Sounds like a great strategy.
This, of course, is why Rothbard supported all sorts of localized secession movements. Mosquito continues with his look at Rothbard's article on Mailer:
Rothbard is not waiting for the big bang – seven billion people simultaneously seeing the light:
Each neighborhood will then be running its own affairs, on all matters, taxation, education, police, welfare, etc.
As opposed to the idea that there is something un-libertarian about people living next to each other and sharing some desires in common for the neighborhood. In any case, the smaller and more local the political unit, the more control each constituent has and the more that those in government will be known individually – in person, face-to-face.
Rothbard recognizes that neighborhoods will separate into common groupings; he is not shy about discussing black and white. He recognizes that the idea of “diversity” is an idea formed to bring conflict; instead, he offers:
…in the Mailer plan, black and white could at long last live peacefully side-by-side, with each group and each self-constituted neighborhood running its own affairs.
Whites and blacks would be independent equals “rather than as rulers of one over the other….”
One of Mailer’s key proposals is that New York City secede from New York State and form a separate 51st State….
That the seceding New York City would likely be far more socialist than the rest of the state didn’t bother Rothbard one bit, it seems – decentralization was the key, the non-aggression principle put into practice. Also, keep in mind: Mailer ran as a democrat. Imagine that: a democrat for secession and political segregation.
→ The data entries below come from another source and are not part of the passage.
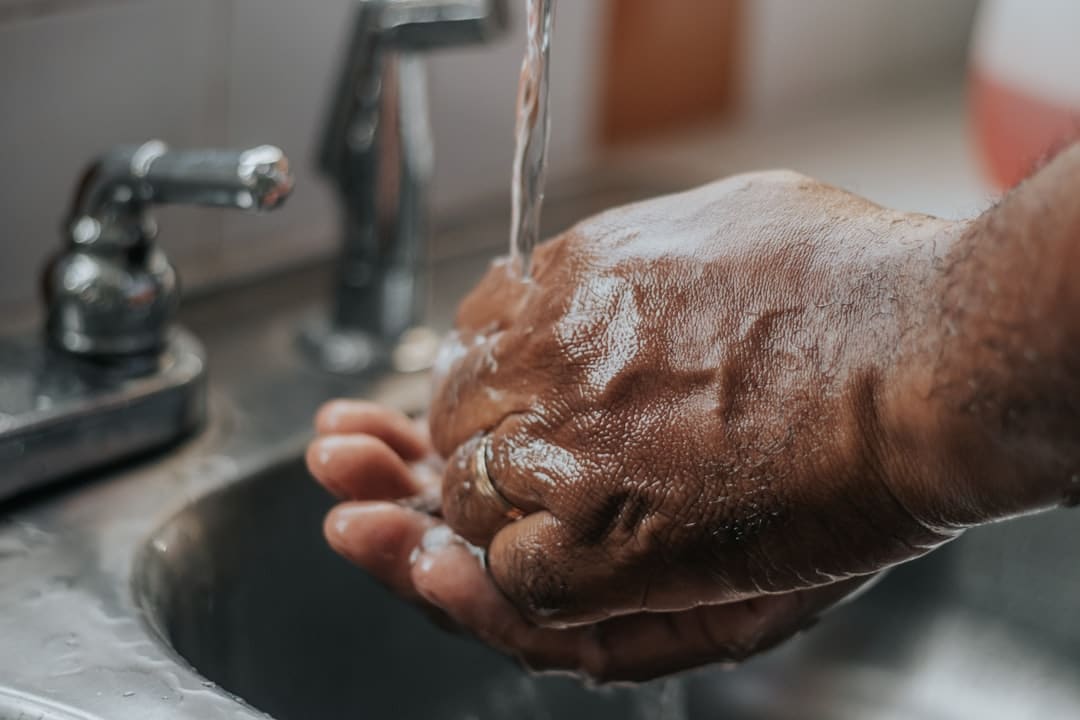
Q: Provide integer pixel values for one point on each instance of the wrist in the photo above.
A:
(989, 399)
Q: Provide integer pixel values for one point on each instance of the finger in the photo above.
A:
(405, 436)
(454, 580)
(380, 538)
(555, 580)
(473, 505)
(526, 473)
(646, 646)
(362, 467)
(630, 649)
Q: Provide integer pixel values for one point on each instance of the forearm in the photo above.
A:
(1000, 362)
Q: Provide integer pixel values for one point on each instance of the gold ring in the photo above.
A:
(485, 486)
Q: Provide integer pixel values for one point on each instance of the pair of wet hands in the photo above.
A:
(700, 404)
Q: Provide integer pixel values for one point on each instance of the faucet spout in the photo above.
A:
(377, 150)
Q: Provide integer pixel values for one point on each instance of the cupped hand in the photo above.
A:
(386, 471)
(697, 401)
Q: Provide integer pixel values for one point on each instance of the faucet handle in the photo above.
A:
(112, 293)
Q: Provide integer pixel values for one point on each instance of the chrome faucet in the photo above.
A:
(377, 150)
(113, 377)
(112, 293)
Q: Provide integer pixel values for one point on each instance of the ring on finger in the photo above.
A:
(484, 484)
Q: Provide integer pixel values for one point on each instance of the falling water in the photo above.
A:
(534, 130)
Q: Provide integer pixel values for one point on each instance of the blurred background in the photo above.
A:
(868, 94)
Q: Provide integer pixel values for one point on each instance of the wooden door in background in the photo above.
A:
(669, 64)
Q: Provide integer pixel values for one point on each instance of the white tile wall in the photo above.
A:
(78, 76)
(807, 52)
(73, 83)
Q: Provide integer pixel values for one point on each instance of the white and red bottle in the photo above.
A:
(1025, 83)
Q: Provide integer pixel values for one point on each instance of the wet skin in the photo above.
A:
(721, 412)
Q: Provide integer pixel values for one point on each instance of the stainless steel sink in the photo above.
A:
(242, 585)
(196, 586)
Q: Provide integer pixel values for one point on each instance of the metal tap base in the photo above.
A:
(61, 415)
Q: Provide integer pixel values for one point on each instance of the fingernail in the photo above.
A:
(345, 516)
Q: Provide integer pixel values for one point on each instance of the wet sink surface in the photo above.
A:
(242, 586)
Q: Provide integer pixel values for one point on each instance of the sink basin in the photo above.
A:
(241, 585)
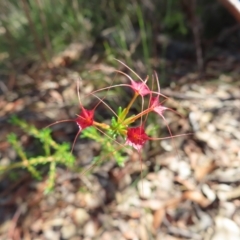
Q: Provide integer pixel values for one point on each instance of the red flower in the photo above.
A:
(156, 106)
(140, 88)
(85, 119)
(136, 137)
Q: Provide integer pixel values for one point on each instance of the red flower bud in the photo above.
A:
(136, 137)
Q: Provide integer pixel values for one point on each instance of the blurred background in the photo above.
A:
(190, 187)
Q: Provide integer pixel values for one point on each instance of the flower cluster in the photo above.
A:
(122, 124)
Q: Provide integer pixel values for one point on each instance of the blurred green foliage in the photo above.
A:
(123, 29)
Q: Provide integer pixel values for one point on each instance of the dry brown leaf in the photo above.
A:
(202, 171)
(196, 197)
(158, 218)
Rothbard goes on to support his effort at New York secession by noting that the city has more then enough wealth to support itself as an independent entity. In the past I've claimed that large cities ought to become their own states, and noted the states have more than enough population and wealth to do so.
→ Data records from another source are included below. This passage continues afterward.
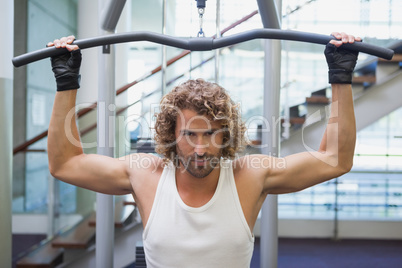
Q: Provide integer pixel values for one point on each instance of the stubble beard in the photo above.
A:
(199, 171)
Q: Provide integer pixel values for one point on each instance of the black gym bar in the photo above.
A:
(202, 43)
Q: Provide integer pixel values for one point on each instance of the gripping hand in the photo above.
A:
(341, 62)
(66, 67)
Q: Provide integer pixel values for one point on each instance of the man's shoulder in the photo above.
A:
(145, 164)
(253, 165)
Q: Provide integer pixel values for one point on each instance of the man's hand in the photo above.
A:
(66, 67)
(341, 62)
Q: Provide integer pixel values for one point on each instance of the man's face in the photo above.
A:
(199, 143)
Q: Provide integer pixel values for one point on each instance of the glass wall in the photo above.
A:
(47, 20)
(373, 189)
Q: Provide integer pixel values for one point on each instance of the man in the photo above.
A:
(198, 204)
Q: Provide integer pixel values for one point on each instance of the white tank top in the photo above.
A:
(213, 235)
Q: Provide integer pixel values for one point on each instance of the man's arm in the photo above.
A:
(67, 161)
(335, 155)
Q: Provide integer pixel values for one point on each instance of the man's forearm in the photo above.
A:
(340, 136)
(63, 137)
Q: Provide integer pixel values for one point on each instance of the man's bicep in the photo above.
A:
(97, 173)
(300, 171)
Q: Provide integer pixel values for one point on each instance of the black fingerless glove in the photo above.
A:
(341, 63)
(66, 69)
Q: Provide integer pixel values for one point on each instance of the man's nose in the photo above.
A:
(200, 147)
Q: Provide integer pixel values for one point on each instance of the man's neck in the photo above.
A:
(195, 191)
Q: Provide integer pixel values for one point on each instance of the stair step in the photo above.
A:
(43, 255)
(79, 237)
(317, 100)
(395, 58)
(122, 213)
(364, 79)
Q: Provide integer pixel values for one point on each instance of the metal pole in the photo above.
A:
(269, 215)
(272, 67)
(6, 132)
(106, 137)
(164, 49)
(218, 35)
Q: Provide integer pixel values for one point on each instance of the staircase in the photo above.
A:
(377, 87)
(75, 246)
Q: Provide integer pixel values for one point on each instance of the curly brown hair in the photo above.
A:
(207, 99)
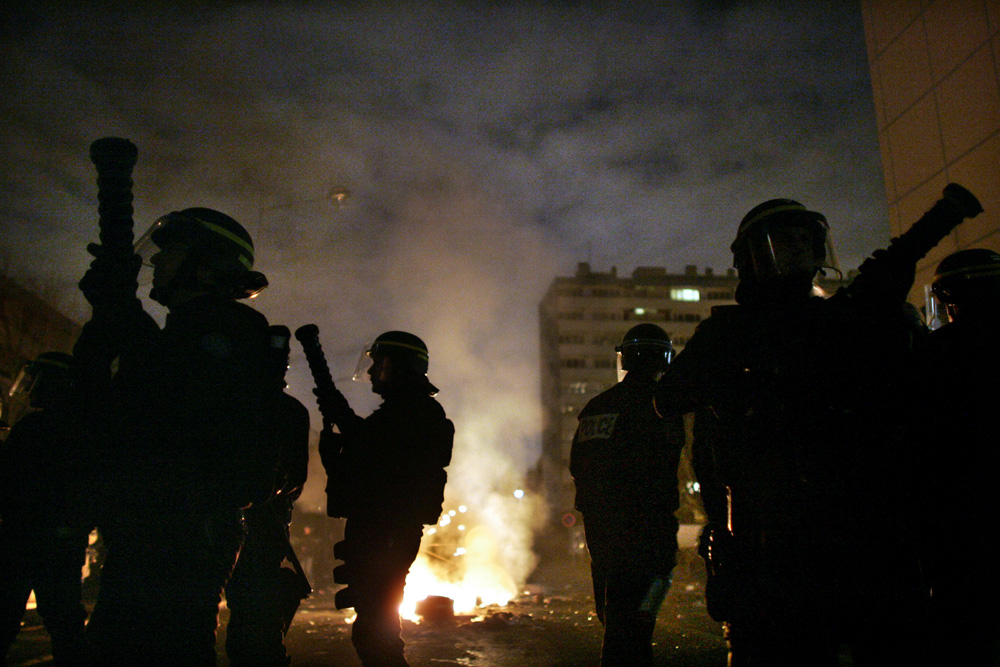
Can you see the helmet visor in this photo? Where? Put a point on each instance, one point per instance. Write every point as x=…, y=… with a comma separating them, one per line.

Moreover, Rothbard in the article makes the excellent point that if the federal government weren't siphoning off so much of New York City's wealth, the taxpayers there would have immense resources to address all the city's needs:
Another superb part of Mailer's libertarian vision is his reply about where the New York City government would raise funds; he points out that citizens of New York City pay approximately $22 billion in income taxes to the federal government, and that New Yorkers only receive back about $6 billion from federal coffers. Hence, if New Yorkers kept that $22 billion in their own hands . . . That way lies secession indeed!'
Those are 1969 numbers, but as I've noted in a similar context — in my "Decentralize the Welfare State" article — states like New York ought to be allowed to decentralize tax collections. That is, if we can't eliminate taxation, at least the wealth produced by New Yorkers — or whatever state you like — ought to at least stay in New York where the people who paid the tax bills actually live.
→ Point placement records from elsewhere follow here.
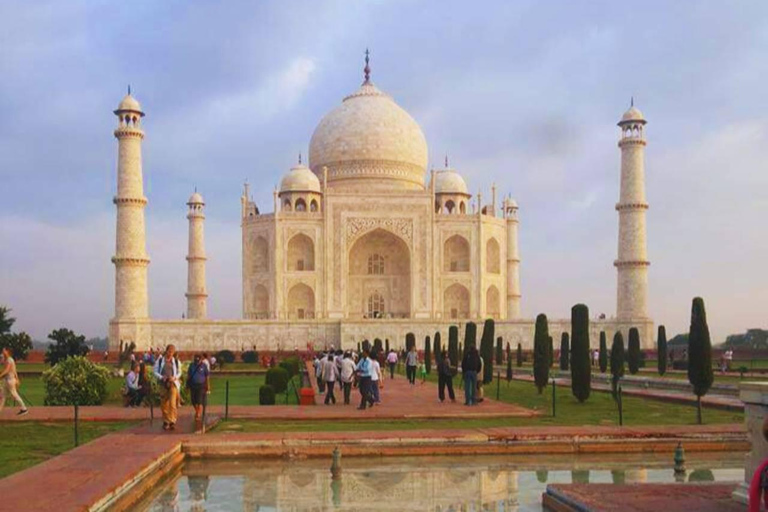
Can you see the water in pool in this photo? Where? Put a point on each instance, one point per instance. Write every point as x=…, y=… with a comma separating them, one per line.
x=488, y=483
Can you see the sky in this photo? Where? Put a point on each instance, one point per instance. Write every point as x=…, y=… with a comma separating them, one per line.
x=524, y=94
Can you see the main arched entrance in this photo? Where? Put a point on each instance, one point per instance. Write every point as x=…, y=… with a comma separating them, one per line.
x=379, y=279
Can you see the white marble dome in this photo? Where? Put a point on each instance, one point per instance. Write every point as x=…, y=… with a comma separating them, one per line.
x=369, y=140
x=300, y=179
x=448, y=181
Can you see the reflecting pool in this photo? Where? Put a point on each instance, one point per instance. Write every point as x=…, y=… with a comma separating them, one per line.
x=476, y=483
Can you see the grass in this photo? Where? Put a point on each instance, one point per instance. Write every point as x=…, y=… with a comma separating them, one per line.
x=24, y=444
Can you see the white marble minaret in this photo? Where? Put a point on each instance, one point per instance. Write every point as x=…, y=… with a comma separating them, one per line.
x=130, y=258
x=632, y=262
x=197, y=296
x=513, y=260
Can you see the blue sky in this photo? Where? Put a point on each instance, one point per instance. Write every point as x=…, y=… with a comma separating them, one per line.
x=523, y=94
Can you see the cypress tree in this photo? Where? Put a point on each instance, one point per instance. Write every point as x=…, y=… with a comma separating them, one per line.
x=541, y=340
x=661, y=350
x=565, y=356
x=700, y=373
x=581, y=367
x=617, y=362
x=470, y=336
x=486, y=350
x=603, y=356
x=633, y=351
x=453, y=345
All of these changes are baby steps toward real decentralization that provides small amounts of greater choice to taxpayers, and more control over their lives by localizing political power.
As always, we're hear about how we should really be supporting secession for "7 billion people." That's fine. But as Mosquito notes:
My responses to a couple of the anti-secessionist libertarians can be found here and here. The very short version: we will never get from something like 200 political jurisdictions to 2,000 or 2 billion or 7 billion until we get to 201 first. Support secession, then the next one and then the next one. Do this a few dozen times and we might be getting somewhere.